The waterway had a full-time crew establishing boundary during the early 1970s. It has been a challenge — to say the least — to keep these boundary lines well maintained. A blazed and painted line should be refreshed (re-blazed and painted) about every 15 years. After 20 years, the line can become difficult to follow and a lot of time must be spent looking for evidence of the line, which slows up the work.
I work in an office that includes the Maine Forest Service, so I get to hear complaints come in about harvesting trees too close to brooks and streams or people cutting trees on someone else’s property. Most of these situations are not intentional and could have been avoided if the landowner would have had a well-maintained boundary line. It has been said that good boundary lines make good neighbors. If you own a woodlot, this is so true.

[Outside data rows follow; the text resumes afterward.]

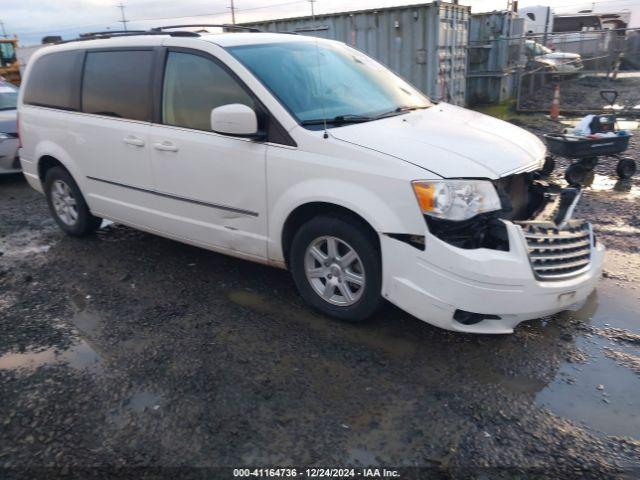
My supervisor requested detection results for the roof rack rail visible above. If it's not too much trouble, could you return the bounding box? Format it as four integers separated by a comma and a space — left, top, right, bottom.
58, 24, 258, 45
151, 24, 261, 33
58, 29, 200, 44
79, 30, 147, 37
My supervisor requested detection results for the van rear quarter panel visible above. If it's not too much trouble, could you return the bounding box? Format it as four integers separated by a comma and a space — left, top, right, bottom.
19, 106, 79, 191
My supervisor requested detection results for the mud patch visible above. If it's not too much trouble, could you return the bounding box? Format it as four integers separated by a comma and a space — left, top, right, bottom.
595, 327, 640, 346
604, 348, 640, 376
228, 290, 418, 359
0, 229, 52, 258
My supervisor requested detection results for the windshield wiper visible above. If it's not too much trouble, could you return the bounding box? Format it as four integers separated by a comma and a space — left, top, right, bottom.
301, 106, 429, 127
375, 105, 430, 119
301, 114, 374, 126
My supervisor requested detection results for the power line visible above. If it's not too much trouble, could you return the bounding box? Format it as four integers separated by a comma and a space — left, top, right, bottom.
15, 0, 309, 37
132, 0, 305, 22
541, 0, 640, 8
130, 10, 228, 23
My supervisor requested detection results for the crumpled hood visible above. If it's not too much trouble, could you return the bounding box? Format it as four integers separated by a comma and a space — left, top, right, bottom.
0, 109, 17, 134
330, 103, 546, 179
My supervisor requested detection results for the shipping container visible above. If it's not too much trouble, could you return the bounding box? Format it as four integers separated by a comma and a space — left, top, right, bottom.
467, 10, 524, 105
242, 1, 470, 106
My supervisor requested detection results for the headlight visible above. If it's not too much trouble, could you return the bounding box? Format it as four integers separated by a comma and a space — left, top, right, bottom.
412, 180, 502, 221
0, 133, 10, 142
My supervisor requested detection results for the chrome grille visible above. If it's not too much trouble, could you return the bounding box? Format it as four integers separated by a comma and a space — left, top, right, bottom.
518, 221, 592, 280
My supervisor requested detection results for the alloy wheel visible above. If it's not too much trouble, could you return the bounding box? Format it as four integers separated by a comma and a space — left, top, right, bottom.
304, 236, 365, 306
51, 179, 78, 226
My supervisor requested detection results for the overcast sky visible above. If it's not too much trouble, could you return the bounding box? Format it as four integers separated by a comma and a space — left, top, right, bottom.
2, 0, 639, 45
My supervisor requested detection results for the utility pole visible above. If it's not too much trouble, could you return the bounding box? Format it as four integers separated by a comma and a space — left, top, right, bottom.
543, 6, 551, 46
309, 0, 316, 19
0, 20, 7, 38
230, 0, 236, 25
117, 3, 129, 32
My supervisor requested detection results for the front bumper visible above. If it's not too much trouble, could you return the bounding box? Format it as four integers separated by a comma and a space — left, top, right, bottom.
0, 137, 20, 174
381, 220, 604, 334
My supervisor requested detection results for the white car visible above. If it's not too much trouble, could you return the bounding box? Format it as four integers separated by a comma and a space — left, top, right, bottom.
0, 80, 20, 174
17, 30, 604, 333
525, 40, 583, 73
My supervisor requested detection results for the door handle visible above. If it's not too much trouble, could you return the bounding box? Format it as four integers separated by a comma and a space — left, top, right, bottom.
153, 141, 178, 152
123, 135, 145, 147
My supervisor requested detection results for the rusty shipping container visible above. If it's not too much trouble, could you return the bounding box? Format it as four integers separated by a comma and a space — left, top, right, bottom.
241, 1, 470, 106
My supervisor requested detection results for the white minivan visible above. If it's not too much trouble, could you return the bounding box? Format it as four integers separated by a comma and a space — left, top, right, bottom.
18, 29, 604, 334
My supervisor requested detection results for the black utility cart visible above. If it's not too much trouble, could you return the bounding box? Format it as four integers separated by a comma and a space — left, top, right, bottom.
542, 90, 636, 186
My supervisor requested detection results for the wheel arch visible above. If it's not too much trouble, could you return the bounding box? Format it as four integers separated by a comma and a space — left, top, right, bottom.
34, 142, 83, 188
281, 202, 380, 269
270, 178, 425, 267
38, 155, 66, 183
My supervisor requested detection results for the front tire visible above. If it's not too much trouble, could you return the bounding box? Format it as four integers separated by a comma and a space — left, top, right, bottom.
540, 155, 555, 176
565, 163, 588, 186
44, 166, 102, 236
290, 215, 383, 322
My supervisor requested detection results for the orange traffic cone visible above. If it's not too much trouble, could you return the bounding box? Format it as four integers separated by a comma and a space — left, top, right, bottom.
550, 84, 560, 121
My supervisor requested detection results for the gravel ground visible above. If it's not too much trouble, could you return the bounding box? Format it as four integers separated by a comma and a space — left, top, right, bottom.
1, 119, 640, 479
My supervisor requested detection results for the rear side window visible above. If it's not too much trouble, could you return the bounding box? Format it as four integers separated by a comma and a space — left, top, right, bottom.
82, 50, 153, 121
162, 51, 254, 131
23, 51, 81, 110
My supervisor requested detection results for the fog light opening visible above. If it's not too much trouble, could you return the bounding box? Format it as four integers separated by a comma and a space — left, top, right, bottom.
453, 310, 501, 326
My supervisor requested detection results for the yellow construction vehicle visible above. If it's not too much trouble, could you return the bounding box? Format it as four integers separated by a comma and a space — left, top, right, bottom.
0, 38, 20, 86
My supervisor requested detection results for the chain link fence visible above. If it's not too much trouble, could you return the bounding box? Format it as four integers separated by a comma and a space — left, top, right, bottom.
516, 28, 640, 114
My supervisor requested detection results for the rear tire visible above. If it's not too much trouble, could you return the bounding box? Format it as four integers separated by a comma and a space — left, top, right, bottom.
44, 166, 102, 236
616, 158, 636, 179
289, 215, 383, 322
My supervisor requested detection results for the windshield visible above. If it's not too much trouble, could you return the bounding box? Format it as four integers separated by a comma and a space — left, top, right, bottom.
229, 41, 431, 127
0, 82, 18, 110
0, 42, 17, 67
527, 41, 553, 56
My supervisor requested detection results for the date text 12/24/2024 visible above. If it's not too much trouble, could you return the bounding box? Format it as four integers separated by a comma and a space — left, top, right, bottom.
233, 468, 401, 478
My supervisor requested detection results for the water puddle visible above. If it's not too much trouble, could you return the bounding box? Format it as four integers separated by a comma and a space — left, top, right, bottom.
582, 173, 640, 198
535, 281, 640, 438
0, 340, 101, 373
346, 447, 379, 466
126, 391, 162, 413
108, 390, 163, 428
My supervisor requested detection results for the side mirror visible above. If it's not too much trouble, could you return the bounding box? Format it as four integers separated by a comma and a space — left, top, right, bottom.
210, 104, 264, 140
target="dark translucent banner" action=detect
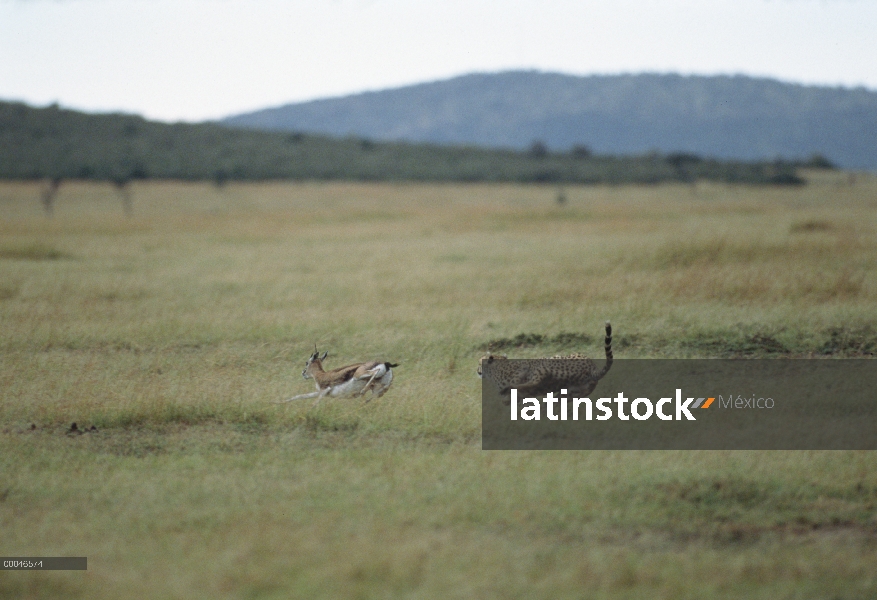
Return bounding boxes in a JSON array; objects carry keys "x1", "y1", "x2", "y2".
[
  {"x1": 1, "y1": 557, "x2": 87, "y2": 570},
  {"x1": 481, "y1": 359, "x2": 877, "y2": 449}
]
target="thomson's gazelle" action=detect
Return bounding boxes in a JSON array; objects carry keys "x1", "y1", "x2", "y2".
[{"x1": 276, "y1": 348, "x2": 399, "y2": 405}]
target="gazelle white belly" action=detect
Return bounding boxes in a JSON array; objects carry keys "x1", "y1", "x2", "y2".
[{"x1": 327, "y1": 378, "x2": 369, "y2": 397}]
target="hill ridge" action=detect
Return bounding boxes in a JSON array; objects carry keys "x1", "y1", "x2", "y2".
[{"x1": 223, "y1": 71, "x2": 877, "y2": 169}]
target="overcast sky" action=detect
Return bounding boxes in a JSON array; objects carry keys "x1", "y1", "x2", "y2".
[{"x1": 2, "y1": 0, "x2": 875, "y2": 122}]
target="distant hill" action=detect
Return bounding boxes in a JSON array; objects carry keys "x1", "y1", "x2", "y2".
[
  {"x1": 224, "y1": 71, "x2": 877, "y2": 170},
  {"x1": 0, "y1": 100, "x2": 805, "y2": 185}
]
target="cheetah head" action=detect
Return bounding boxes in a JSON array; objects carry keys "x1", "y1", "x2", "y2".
[{"x1": 477, "y1": 352, "x2": 507, "y2": 378}]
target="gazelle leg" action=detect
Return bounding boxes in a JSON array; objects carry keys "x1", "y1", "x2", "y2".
[
  {"x1": 273, "y1": 391, "x2": 320, "y2": 404},
  {"x1": 311, "y1": 387, "x2": 331, "y2": 408},
  {"x1": 372, "y1": 372, "x2": 393, "y2": 399},
  {"x1": 364, "y1": 370, "x2": 394, "y2": 401},
  {"x1": 357, "y1": 369, "x2": 381, "y2": 396}
]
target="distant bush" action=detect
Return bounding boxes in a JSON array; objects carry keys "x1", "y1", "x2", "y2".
[
  {"x1": 766, "y1": 173, "x2": 806, "y2": 186},
  {"x1": 801, "y1": 154, "x2": 836, "y2": 170},
  {"x1": 570, "y1": 145, "x2": 592, "y2": 159},
  {"x1": 528, "y1": 140, "x2": 549, "y2": 159},
  {"x1": 665, "y1": 152, "x2": 703, "y2": 168}
]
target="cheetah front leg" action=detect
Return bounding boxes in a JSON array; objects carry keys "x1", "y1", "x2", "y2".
[{"x1": 499, "y1": 369, "x2": 549, "y2": 396}]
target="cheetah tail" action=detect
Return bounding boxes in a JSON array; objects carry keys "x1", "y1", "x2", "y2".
[{"x1": 596, "y1": 320, "x2": 613, "y2": 379}]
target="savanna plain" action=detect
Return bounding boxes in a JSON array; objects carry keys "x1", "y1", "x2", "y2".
[{"x1": 1, "y1": 174, "x2": 876, "y2": 599}]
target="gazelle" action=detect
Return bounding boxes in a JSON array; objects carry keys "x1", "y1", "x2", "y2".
[{"x1": 276, "y1": 347, "x2": 399, "y2": 405}]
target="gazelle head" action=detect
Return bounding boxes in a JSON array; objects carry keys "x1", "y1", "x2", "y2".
[{"x1": 303, "y1": 346, "x2": 329, "y2": 379}]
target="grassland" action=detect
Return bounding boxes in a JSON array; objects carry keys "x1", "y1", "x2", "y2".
[{"x1": 1, "y1": 173, "x2": 876, "y2": 598}]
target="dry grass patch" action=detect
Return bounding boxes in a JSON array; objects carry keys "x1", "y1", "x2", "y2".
[{"x1": 1, "y1": 177, "x2": 877, "y2": 598}]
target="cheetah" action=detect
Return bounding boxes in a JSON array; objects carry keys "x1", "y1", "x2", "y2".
[{"x1": 478, "y1": 321, "x2": 613, "y2": 401}]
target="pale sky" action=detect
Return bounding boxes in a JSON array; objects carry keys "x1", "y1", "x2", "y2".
[{"x1": 1, "y1": 0, "x2": 876, "y2": 122}]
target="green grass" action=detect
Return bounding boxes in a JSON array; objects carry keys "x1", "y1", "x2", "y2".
[{"x1": 1, "y1": 173, "x2": 877, "y2": 598}]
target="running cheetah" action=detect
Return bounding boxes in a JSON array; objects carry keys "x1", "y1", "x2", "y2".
[{"x1": 478, "y1": 322, "x2": 613, "y2": 400}]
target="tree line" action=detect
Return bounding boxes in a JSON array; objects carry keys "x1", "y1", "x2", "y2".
[{"x1": 1, "y1": 101, "x2": 824, "y2": 187}]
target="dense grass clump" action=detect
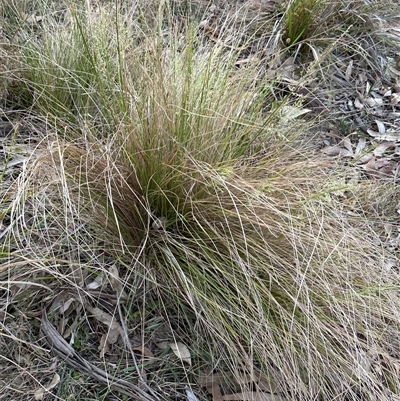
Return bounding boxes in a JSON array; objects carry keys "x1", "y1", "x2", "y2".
[{"x1": 0, "y1": 1, "x2": 400, "y2": 401}]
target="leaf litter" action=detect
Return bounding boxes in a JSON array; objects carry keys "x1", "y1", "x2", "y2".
[{"x1": 157, "y1": 341, "x2": 192, "y2": 365}]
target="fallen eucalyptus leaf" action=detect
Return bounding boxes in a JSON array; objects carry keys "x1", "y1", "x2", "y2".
[
  {"x1": 133, "y1": 345, "x2": 155, "y2": 359},
  {"x1": 375, "y1": 120, "x2": 386, "y2": 134},
  {"x1": 157, "y1": 341, "x2": 191, "y2": 365},
  {"x1": 355, "y1": 137, "x2": 366, "y2": 155},
  {"x1": 86, "y1": 275, "x2": 103, "y2": 290},
  {"x1": 280, "y1": 105, "x2": 311, "y2": 122},
  {"x1": 345, "y1": 60, "x2": 353, "y2": 80},
  {"x1": 323, "y1": 146, "x2": 353, "y2": 157},
  {"x1": 109, "y1": 265, "x2": 124, "y2": 294},
  {"x1": 373, "y1": 142, "x2": 395, "y2": 157},
  {"x1": 170, "y1": 342, "x2": 191, "y2": 365},
  {"x1": 50, "y1": 292, "x2": 76, "y2": 314},
  {"x1": 354, "y1": 98, "x2": 364, "y2": 109},
  {"x1": 86, "y1": 306, "x2": 123, "y2": 357},
  {"x1": 34, "y1": 373, "x2": 60, "y2": 400},
  {"x1": 391, "y1": 93, "x2": 400, "y2": 104},
  {"x1": 365, "y1": 97, "x2": 383, "y2": 107},
  {"x1": 342, "y1": 137, "x2": 353, "y2": 154}
]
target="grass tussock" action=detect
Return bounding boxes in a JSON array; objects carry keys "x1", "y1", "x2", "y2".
[{"x1": 1, "y1": 1, "x2": 400, "y2": 401}]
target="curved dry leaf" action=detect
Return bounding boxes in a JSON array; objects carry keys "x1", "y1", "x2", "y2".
[
  {"x1": 373, "y1": 142, "x2": 395, "y2": 157},
  {"x1": 109, "y1": 264, "x2": 124, "y2": 294},
  {"x1": 345, "y1": 60, "x2": 353, "y2": 80},
  {"x1": 323, "y1": 146, "x2": 342, "y2": 156},
  {"x1": 363, "y1": 157, "x2": 398, "y2": 177},
  {"x1": 99, "y1": 334, "x2": 109, "y2": 358},
  {"x1": 86, "y1": 306, "x2": 123, "y2": 353},
  {"x1": 170, "y1": 342, "x2": 191, "y2": 365},
  {"x1": 280, "y1": 105, "x2": 311, "y2": 122},
  {"x1": 354, "y1": 98, "x2": 364, "y2": 109},
  {"x1": 375, "y1": 120, "x2": 386, "y2": 134},
  {"x1": 356, "y1": 154, "x2": 373, "y2": 164},
  {"x1": 343, "y1": 137, "x2": 352, "y2": 151},
  {"x1": 132, "y1": 346, "x2": 155, "y2": 361},
  {"x1": 34, "y1": 373, "x2": 60, "y2": 400},
  {"x1": 87, "y1": 307, "x2": 121, "y2": 331},
  {"x1": 391, "y1": 93, "x2": 400, "y2": 104},
  {"x1": 86, "y1": 275, "x2": 103, "y2": 290},
  {"x1": 355, "y1": 137, "x2": 366, "y2": 155},
  {"x1": 50, "y1": 292, "x2": 76, "y2": 314},
  {"x1": 323, "y1": 146, "x2": 353, "y2": 157},
  {"x1": 365, "y1": 97, "x2": 383, "y2": 107},
  {"x1": 157, "y1": 341, "x2": 191, "y2": 365},
  {"x1": 156, "y1": 341, "x2": 169, "y2": 350}
]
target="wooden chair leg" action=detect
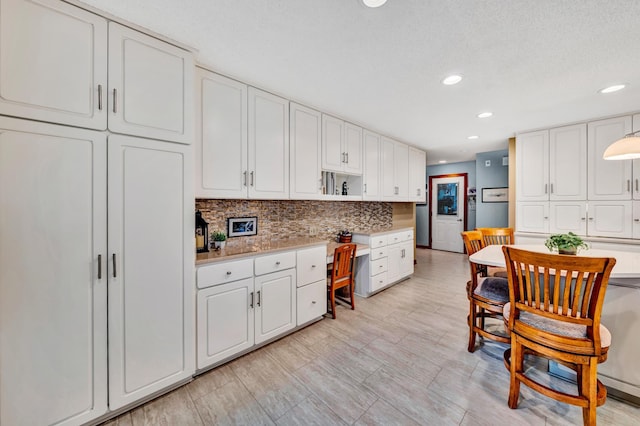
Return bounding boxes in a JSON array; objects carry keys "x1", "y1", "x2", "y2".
[
  {"x1": 508, "y1": 336, "x2": 522, "y2": 409},
  {"x1": 467, "y1": 301, "x2": 477, "y2": 352},
  {"x1": 329, "y1": 287, "x2": 336, "y2": 319},
  {"x1": 349, "y1": 283, "x2": 355, "y2": 310},
  {"x1": 581, "y1": 359, "x2": 598, "y2": 426}
]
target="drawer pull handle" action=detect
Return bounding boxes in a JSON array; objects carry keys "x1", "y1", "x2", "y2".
[
  {"x1": 98, "y1": 254, "x2": 102, "y2": 279},
  {"x1": 257, "y1": 290, "x2": 261, "y2": 307},
  {"x1": 312, "y1": 301, "x2": 316, "y2": 304},
  {"x1": 226, "y1": 271, "x2": 232, "y2": 275},
  {"x1": 112, "y1": 254, "x2": 117, "y2": 278},
  {"x1": 379, "y1": 265, "x2": 383, "y2": 268},
  {"x1": 249, "y1": 292, "x2": 254, "y2": 308},
  {"x1": 275, "y1": 261, "x2": 281, "y2": 266},
  {"x1": 311, "y1": 265, "x2": 316, "y2": 268}
]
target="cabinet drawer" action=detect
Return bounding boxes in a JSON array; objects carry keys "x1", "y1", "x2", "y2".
[
  {"x1": 297, "y1": 280, "x2": 327, "y2": 325},
  {"x1": 370, "y1": 257, "x2": 388, "y2": 276},
  {"x1": 388, "y1": 230, "x2": 413, "y2": 245},
  {"x1": 370, "y1": 235, "x2": 388, "y2": 249},
  {"x1": 297, "y1": 245, "x2": 327, "y2": 287},
  {"x1": 371, "y1": 272, "x2": 388, "y2": 292},
  {"x1": 254, "y1": 250, "x2": 296, "y2": 276},
  {"x1": 197, "y1": 258, "x2": 254, "y2": 289},
  {"x1": 370, "y1": 246, "x2": 388, "y2": 261}
]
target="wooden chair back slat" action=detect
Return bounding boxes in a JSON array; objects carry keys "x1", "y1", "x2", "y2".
[
  {"x1": 477, "y1": 227, "x2": 514, "y2": 246},
  {"x1": 332, "y1": 244, "x2": 356, "y2": 282}
]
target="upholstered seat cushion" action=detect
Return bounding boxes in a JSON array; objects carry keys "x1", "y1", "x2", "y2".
[
  {"x1": 488, "y1": 266, "x2": 508, "y2": 278},
  {"x1": 503, "y1": 303, "x2": 611, "y2": 348},
  {"x1": 473, "y1": 277, "x2": 509, "y2": 303}
]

The AWW has had a few cases of cutting over the line, but not very often and they have almost always been self-reported by the abutting landowner. All the major landowners use a GPS when laying out harvest blocks and most of the wood harvesting contractors have GPS units in their harvesting equipment. This greatly reduces the chances of cutting over the boundary line.
I have cleared, blazed and painted many miles of boundary lines over my career with the Bureau of Parks and Lands. I always enjoyed the work and it was a task that could be done during the off season. One of the things I liked about doing line work was that it would take me through nice open hardwood stands, swamps and thickets; I didn’t really like the thicket part so well. An added bonus was that I got to see where the wildlife signs were heaviest.
I was re-blazing and painting boundary lines on the 2300-acre Lobster Lake property a few years ago with another ranger. I was blazing and Albie was painting and we were making good progress going down the side of Lobster Mountain on snowshoes. We came to a steep rock face that the line went straight down. We marked the line as far as we could then we took off our snowshoes, threw them down over the ledge and slid down over the cliff on our backsides. It was slightly dangerous but fun.
On another fall boundary line adventure, I was refreshing the line that went down along the river near Churchill Dam. The line took me through some good deer country. You would have had to be blind not to notice the deer trails beaten right down to bare ground. I ended up hunting that area for several seasons shooting two nice bucks in that area while I was stationed at Churchill.
If you own your own woodlot and don’t know where your boundary lines are, I suggest that you hire a surveyor to establish the lines. If your lines are established but not well maintained (difficult to follow), I suggest that you get out there and remark your lines. It is not difficult work, it will get you out in the woods and you might be surprised to find some wildlife sign.
Some things to remember when doing line work: never alter an old blaze. It is evidence should a boundary dispute arise. Put a new blaze above or below the old blaze. Don’t reach for a tree to mark if there aren’t any close to the line. If you are standing on the line you should not reach more than two feet off the line to blaze a tree. See the Maine Forest Service boundary line information sheet available at maine.gov.